Yay for EINTR, but you're still handling EAGAIN; it's just called TLS_POLLIN/TLS_POLLOUT now. (Not that this is a bad thing: this is exactly what I'd expect from such an API, as it needs to integrate with the local event loop.)
The "What's wrong with the OpenSSL API" is excellent: a coworker ran into this just recently. A client was failing to connect, and had SSL23_XXX in the stack trace, and he wondered why it was using an outdated version of SSL; since we've long since disabled support for SSLv3 server-side, he figured — reasonably — that the client was failing to connect for that reason.
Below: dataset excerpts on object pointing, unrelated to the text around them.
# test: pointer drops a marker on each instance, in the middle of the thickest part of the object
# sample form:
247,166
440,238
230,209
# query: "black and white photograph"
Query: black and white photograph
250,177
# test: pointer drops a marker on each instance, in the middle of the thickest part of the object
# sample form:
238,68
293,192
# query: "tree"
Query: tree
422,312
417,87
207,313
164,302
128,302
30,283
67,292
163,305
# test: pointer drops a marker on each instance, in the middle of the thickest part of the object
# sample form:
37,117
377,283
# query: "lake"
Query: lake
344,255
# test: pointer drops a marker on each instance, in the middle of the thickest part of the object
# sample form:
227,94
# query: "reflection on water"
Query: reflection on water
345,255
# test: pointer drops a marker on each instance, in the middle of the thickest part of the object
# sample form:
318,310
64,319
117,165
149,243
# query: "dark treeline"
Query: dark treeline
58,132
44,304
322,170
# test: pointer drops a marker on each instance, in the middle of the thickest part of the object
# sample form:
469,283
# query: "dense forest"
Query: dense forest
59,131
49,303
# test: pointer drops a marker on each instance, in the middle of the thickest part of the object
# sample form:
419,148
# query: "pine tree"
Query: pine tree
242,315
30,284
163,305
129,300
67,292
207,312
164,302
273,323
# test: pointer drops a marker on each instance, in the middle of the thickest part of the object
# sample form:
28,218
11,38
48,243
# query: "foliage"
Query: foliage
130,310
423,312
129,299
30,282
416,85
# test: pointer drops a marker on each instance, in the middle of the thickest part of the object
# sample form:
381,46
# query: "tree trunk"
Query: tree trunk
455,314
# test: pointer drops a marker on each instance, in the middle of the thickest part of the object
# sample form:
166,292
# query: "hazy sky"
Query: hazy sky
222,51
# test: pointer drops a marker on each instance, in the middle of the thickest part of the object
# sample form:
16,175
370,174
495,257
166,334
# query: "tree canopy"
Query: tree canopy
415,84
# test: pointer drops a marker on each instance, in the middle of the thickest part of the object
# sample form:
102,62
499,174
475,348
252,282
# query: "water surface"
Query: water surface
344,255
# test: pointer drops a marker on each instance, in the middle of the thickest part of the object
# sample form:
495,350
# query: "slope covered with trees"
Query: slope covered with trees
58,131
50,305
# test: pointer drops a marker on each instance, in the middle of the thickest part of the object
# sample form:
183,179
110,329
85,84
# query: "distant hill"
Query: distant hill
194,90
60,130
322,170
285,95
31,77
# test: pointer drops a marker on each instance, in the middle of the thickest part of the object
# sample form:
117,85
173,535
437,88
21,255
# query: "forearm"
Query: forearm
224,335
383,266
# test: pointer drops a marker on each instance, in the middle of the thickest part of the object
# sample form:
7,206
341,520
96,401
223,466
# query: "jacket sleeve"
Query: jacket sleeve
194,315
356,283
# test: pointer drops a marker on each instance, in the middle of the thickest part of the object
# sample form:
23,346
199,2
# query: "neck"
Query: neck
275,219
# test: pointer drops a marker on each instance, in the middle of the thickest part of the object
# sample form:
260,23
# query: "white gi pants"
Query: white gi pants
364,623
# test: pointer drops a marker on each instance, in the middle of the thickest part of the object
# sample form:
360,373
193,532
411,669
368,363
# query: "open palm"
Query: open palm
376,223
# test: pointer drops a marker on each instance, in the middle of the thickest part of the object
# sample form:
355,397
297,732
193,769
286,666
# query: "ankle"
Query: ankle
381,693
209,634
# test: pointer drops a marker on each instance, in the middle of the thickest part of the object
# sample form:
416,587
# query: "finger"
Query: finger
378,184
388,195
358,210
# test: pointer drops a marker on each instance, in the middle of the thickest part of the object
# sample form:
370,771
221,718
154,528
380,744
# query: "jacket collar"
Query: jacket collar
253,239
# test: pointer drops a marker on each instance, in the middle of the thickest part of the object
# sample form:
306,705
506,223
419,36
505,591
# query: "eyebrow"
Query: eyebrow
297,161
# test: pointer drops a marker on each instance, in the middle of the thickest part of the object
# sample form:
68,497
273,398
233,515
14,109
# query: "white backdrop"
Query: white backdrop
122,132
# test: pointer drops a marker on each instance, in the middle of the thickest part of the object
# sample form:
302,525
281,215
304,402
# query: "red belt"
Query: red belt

For those wondering, from the Python docs, which have the best explanation I know of:
> ssl.PROTOCOL_SSLv23
> Selects the highest protocol version that both the client and server support. Despite the name, this option can select “TLS” protocols as well as “SSL”.
I think their point is that you just have to check the return value to know how to proceed, you don't have to check the return value and errno.
Also, they ripped out a bunch of what they called "exploit mitigation countermeasures" in OpenSSL's memory allocation code.
For example, I find worthless the Annex K of C11 as solution for memory corruption, because the functions still require to keep track of a separate pointer and size, while making sure they match. And the Annex is anyway optional.
However OpenBSD coding guidelines do look quite good:
http://www.openbsd.org/cgi-bin/man.cgi/OpenBSD-current/man9/...
I like that they request developers to make use of static analysis.
I've been meaning to post on the mailing list, but I have some requests I guess I'll try here:
- For libtls, accept custom read and write callbacks. libuv has no way to poll for writable: https://github.com/libuv/libuv/issues/517
- I wish they would provide (and maintain) the modern cyphersuite from here: https://wiki.mozilla.org/Security/Server_Side_TLS ("secure", "legacy" and "high" are all lacking in various ways)
These are fairly minor issues and overall LibreSSL and (especially) libtls have been a huge step forward. Thanks again.
for example any demo code for me to try out the libtls?
You can read example code use by browsing the source codes of the applications listed in the presentation such as netcat and httpd.